Whilst there are obvious similarities, amavata cannot be directly linked with arthritis as it has a distinct pathology and treatment strategy with different objectives to those sought by allopathic mediciation. It involves the diagnosis of the three dosha and the treatment of them along with the tissues, channels and digestive fire. The objective is to treat the root causative factor as well as the symptoms.
Arthritis Causes According to Ayurveda (hetu)
Weak digestive fire, sedentary lifestyle, heavy oily food, no exercise or exercising directly after eating heavy food can all make people more susceptible to the onset of arthritis. People of a vata/kapha constitution become susceptible to this condition due to the extreme opposites of qualities. This constitutional combination can be like two people living in one body, always contradicting oneself…I should, shouldn’t etc.…
The seasonal change that takes place moving from the heat of summer to the coolness of Autumn can aggravate chronic conditions that may have remained dormant during the summer months where heat and dryness kept them under control. Arthritisis a condition that often manifests in the autumn season as it is aggravated primarily by an excesses of vata that builds up in this season .
Arthritis Pathology According to Ayurveda (samprapti)
Toxins are produced from the causative activities associated with vata and are carried quickly to seats of kapha (joints) and fill the channels with a waxy toxic material (ama) which has similar qualities to kapha. Joints are a primary site of kapha. This produces weakness of body, heaviness of heart, affects the joints (comprising of synovial fluid) of waist, neck and shoulder, stiffness and is itself a cause of many diseases.
Arthritis Premonitory Signs According to Ayurveda (purvarupa)
Low grade fever, reduced appetite, increased thirst, lethargy, alternate feelings of heaviness and hollowness (kapha/vata). Symptoms can be reversed at this early stage by correcting digestion and with simple Ayurvedic treatments such as steaming and oil massage.
Arthritis Signs According to Ayurveda (rupa)

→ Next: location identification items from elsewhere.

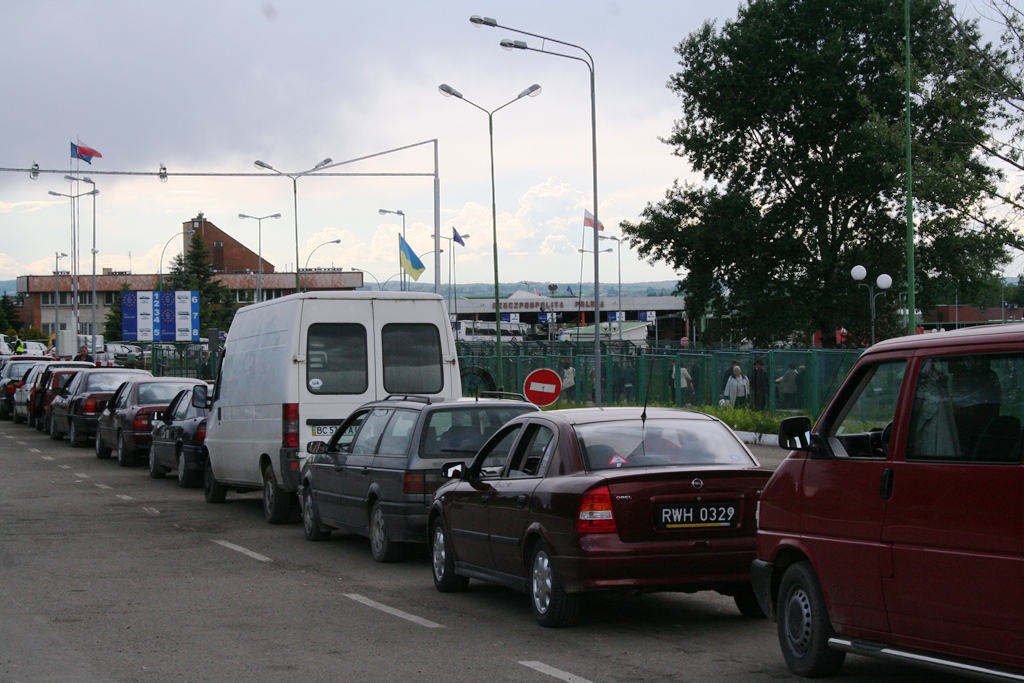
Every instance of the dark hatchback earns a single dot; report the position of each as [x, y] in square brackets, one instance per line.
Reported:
[76, 410]
[126, 422]
[377, 475]
[176, 443]
[566, 502]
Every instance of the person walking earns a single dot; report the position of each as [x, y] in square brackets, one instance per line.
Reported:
[737, 389]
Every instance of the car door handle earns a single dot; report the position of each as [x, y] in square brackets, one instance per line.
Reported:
[886, 486]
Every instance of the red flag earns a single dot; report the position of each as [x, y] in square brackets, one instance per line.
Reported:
[588, 220]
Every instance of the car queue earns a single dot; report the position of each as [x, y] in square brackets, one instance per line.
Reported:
[856, 544]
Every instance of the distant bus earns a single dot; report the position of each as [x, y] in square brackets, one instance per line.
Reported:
[484, 331]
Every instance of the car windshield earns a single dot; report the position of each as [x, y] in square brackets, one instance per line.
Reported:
[464, 431]
[161, 392]
[107, 381]
[652, 442]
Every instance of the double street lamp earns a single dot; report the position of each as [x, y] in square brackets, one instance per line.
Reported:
[884, 282]
[531, 91]
[589, 61]
[295, 199]
[259, 272]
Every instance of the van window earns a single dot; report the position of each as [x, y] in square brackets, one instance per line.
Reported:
[859, 428]
[968, 409]
[413, 359]
[336, 358]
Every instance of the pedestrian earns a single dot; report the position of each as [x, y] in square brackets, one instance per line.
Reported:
[83, 354]
[737, 389]
[759, 385]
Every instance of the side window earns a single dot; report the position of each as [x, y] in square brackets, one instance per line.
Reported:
[968, 409]
[370, 434]
[398, 433]
[532, 453]
[858, 430]
[336, 358]
[413, 359]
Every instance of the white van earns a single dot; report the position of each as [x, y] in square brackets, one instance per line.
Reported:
[295, 368]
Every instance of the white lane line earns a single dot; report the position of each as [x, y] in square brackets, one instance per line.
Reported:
[554, 673]
[244, 551]
[392, 610]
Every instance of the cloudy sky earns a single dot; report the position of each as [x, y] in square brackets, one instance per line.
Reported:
[207, 87]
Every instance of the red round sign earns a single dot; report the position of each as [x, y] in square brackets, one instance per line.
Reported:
[543, 386]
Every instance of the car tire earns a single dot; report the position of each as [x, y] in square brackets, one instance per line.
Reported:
[804, 628]
[310, 518]
[125, 457]
[213, 491]
[381, 547]
[747, 602]
[102, 451]
[442, 559]
[553, 607]
[186, 478]
[156, 470]
[276, 501]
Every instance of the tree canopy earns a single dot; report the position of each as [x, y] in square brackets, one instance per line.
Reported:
[795, 116]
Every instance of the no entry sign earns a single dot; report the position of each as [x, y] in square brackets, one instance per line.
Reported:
[543, 386]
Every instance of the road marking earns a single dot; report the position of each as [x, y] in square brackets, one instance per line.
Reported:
[392, 610]
[554, 673]
[244, 551]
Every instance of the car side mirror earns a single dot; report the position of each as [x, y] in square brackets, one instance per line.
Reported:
[455, 470]
[795, 434]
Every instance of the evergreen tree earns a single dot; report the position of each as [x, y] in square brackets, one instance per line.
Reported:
[194, 271]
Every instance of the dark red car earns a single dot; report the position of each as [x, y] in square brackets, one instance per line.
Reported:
[76, 410]
[125, 423]
[560, 503]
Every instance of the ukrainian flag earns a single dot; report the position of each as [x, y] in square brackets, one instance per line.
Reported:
[411, 263]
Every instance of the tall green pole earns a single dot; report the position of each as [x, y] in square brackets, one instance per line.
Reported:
[910, 304]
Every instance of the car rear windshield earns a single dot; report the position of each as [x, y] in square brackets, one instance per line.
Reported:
[160, 392]
[653, 442]
[462, 432]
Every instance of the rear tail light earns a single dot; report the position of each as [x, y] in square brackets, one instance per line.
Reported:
[596, 515]
[290, 425]
[414, 482]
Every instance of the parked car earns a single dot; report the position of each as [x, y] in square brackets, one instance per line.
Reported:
[377, 475]
[12, 373]
[561, 503]
[76, 410]
[125, 423]
[177, 438]
[38, 399]
[893, 529]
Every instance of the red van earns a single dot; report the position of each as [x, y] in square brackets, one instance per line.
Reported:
[895, 528]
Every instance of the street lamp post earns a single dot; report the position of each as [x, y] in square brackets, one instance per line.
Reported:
[56, 294]
[397, 212]
[531, 91]
[295, 201]
[453, 297]
[305, 287]
[884, 282]
[259, 229]
[589, 61]
[74, 252]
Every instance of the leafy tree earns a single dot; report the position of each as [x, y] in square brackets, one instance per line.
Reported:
[194, 270]
[794, 113]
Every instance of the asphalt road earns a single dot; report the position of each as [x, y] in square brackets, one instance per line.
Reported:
[109, 575]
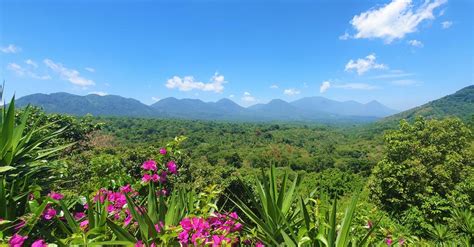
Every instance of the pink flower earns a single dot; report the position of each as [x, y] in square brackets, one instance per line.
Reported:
[163, 177]
[259, 244]
[39, 243]
[79, 215]
[49, 213]
[55, 196]
[126, 188]
[172, 168]
[401, 242]
[146, 178]
[155, 178]
[149, 165]
[159, 226]
[84, 224]
[19, 225]
[17, 240]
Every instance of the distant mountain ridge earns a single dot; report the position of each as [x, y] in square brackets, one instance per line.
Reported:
[459, 104]
[305, 109]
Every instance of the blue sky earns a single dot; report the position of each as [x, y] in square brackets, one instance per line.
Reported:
[402, 53]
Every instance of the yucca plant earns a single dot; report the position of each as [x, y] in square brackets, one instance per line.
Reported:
[282, 218]
[271, 211]
[20, 153]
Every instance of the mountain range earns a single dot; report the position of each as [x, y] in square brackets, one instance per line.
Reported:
[305, 109]
[316, 109]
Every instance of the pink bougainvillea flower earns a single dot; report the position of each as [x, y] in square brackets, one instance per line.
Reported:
[17, 240]
[149, 165]
[79, 215]
[159, 226]
[49, 213]
[39, 243]
[155, 177]
[126, 188]
[401, 242]
[20, 225]
[163, 176]
[172, 168]
[146, 178]
[84, 224]
[259, 244]
[55, 196]
[183, 237]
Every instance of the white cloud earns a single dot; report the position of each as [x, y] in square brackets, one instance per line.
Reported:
[32, 63]
[291, 92]
[393, 74]
[345, 36]
[10, 49]
[99, 93]
[363, 65]
[446, 24]
[21, 71]
[355, 86]
[248, 98]
[92, 70]
[405, 82]
[415, 43]
[393, 20]
[188, 83]
[70, 75]
[324, 86]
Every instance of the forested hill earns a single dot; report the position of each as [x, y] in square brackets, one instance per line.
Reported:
[310, 109]
[459, 104]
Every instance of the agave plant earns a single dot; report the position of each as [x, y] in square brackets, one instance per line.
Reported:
[19, 151]
[282, 218]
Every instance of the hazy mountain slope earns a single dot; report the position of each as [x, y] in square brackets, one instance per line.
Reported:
[315, 105]
[109, 105]
[459, 104]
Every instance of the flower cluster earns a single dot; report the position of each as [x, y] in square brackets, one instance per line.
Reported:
[217, 230]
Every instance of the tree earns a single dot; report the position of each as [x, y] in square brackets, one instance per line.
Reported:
[422, 167]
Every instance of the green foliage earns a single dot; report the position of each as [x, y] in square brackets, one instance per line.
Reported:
[424, 165]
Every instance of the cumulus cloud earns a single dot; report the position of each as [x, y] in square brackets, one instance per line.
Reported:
[10, 49]
[248, 98]
[393, 20]
[415, 43]
[291, 91]
[446, 24]
[405, 82]
[324, 86]
[22, 71]
[71, 75]
[98, 93]
[32, 63]
[188, 83]
[355, 86]
[345, 36]
[363, 65]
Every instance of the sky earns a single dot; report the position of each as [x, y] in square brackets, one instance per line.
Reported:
[401, 53]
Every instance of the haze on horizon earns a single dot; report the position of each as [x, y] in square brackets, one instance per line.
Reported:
[401, 53]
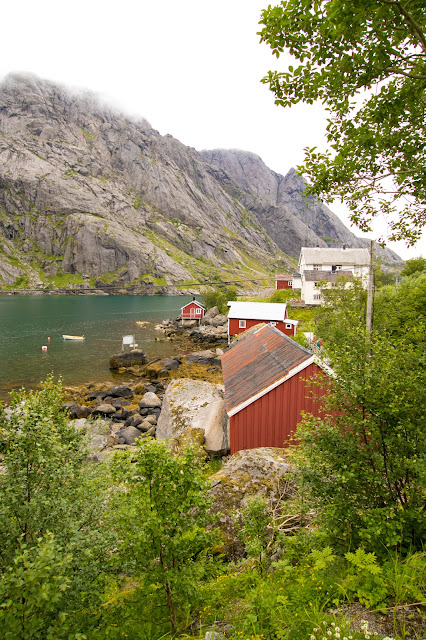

Stiffness, pain, inflammation, excess saliva, coated tongue, lack of enthusiasm, thirst, bloating, insomnia, fainting, and constipation. At this stage stronger treatment such as cleansing the system and herbs are required.
Arthritis Treatment According to Ayurveda (chikitsa)
A: Support digestion
B: Remove toxic ama
C: Rejuvenate the whole system and repar damage.
The first line of treatment should be ‘lightening’ therapy involving strengthening the digestion whilst initiating cleansing treatments. Enkindle digestion with spices such as ginger, asafoetida and trikatu. Once digestion is working well and toxins (ama) have been removed through appropriate diet and herbs you move to a rejuvenation treatment to restore vitality (ojas). Diet should be light and warming with lots of digestive spices. Including some high quality essential fatty acids and oils is important. It is worth avoiding foods with the same sticky-clogging-inflammatory nature of amavata; dairy, gluten, flour, sugar, greasy foods and rich meats such as pork. Some people benefit from avoid members of the Solanaceae family (potatoes, aubergines, peppers) as well as other potential irritants such as peanuts, soya and corn.
Recommended herbs are guggul, ginger, celery seed, castor oil, haritaki, boswellia, gotu kola, turmeric, ashwagandha, sariva and boswellia. Triphala powder at night to clear ama from the colon is also beneficial. Warming and invigorating oils, such as mahanaryan oil and castor oil packs, help to remove congestion and gentle exercise and yoga are recommended but avoid strenuous exercise such as jogging or weights.